Editor
Leanne Otene (Te Rarawa) has been a school principal for 26 years and currently heads up Manaia View School in Whangārei. She’s experienced her fair share of challenges over the years and is acutely aware of the complexities of principalship in Aotearoa New Zealand. Principals are expected to lead learning in their schools, be the school’s visionary, strategist, administrator, businessperson, property manager, human resources manager, serve the community and meet the needs – whether simple or complex – of every child in an inclusive environment, while addressing inequities and other societal pressures, all on minimal budgets. It’s a tall order for the best of principals, especially when there is little if any advice or support on offer. Otene has experienced it all, and long ago realized that it was the beginning principals who were not going to make it without help. She trained as a mentor and applied her skills to supporting these young leaders to stay in the profession. Her mentorship successes soon became known and she was invited to share her skills internationally through addressing the More Aboriginal and Torres Strait Islander Teachers Initiative (MATSITI) project at the Adelaide University of South Australia and twice addressed the Australian Aboriginal and Torres Strait Islander Trans-Tasman conferences. This year, some 500 principals were nominated for national awards for leadership. Otene walked off with two of them.

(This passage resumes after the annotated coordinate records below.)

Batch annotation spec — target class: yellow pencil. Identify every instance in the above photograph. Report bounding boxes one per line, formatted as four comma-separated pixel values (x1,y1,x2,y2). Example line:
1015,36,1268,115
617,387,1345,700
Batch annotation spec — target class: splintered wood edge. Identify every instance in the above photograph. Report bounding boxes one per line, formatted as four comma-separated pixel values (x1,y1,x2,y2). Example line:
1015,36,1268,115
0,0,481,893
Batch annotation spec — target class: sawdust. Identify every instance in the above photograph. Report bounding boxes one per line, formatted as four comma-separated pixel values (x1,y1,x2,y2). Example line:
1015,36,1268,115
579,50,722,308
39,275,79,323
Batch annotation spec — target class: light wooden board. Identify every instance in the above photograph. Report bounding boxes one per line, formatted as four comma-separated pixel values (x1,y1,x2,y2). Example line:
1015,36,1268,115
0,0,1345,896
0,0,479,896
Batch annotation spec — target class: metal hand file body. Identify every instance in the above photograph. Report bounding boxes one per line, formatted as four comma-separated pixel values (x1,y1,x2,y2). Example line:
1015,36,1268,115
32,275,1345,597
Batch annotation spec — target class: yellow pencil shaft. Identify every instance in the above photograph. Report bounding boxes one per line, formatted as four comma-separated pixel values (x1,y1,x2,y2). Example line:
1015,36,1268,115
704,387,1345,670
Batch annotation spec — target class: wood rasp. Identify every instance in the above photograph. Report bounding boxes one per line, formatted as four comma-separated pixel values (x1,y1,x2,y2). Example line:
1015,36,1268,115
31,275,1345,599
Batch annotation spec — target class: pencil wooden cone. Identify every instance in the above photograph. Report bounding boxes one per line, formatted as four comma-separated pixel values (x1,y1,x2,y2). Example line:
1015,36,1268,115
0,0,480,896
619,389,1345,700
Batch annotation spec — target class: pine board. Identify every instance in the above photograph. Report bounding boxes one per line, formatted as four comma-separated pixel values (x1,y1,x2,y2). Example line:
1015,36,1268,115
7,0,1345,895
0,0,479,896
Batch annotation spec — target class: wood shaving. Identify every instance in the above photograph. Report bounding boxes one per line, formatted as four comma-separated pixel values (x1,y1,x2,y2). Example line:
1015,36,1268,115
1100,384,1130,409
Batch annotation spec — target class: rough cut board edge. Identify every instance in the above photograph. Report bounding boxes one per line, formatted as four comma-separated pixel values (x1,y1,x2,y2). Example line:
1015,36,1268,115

The first was in recognition of her mentorship over many years. The second was the Principals’ award for leadership. It was her approach to teaching in the time of COVID that captivated the judges. Otene didn’t just look at how she might transfer her school’s teaching programme to a home learning version, she looked at what was already happening overseas in countries that had been grappling with COVID long before us. She examined the different approaches and picked those aspects which might work best in her own school community. Unsurprisingly she was quickly singled out to join a nationwide group to monitor Government’s advice to principals on home-learning. Otene attributes her successes to the outstanding way in which her dedicated school staff have supported her in her quest to do more for other principals and to be the best they can collectively be for their own tamariki at Manaia View. No one achieves awards like this alone, she says, humbly. We succeed when we work together and these honours are due to the dedication of my staff as much as any efforts of mine.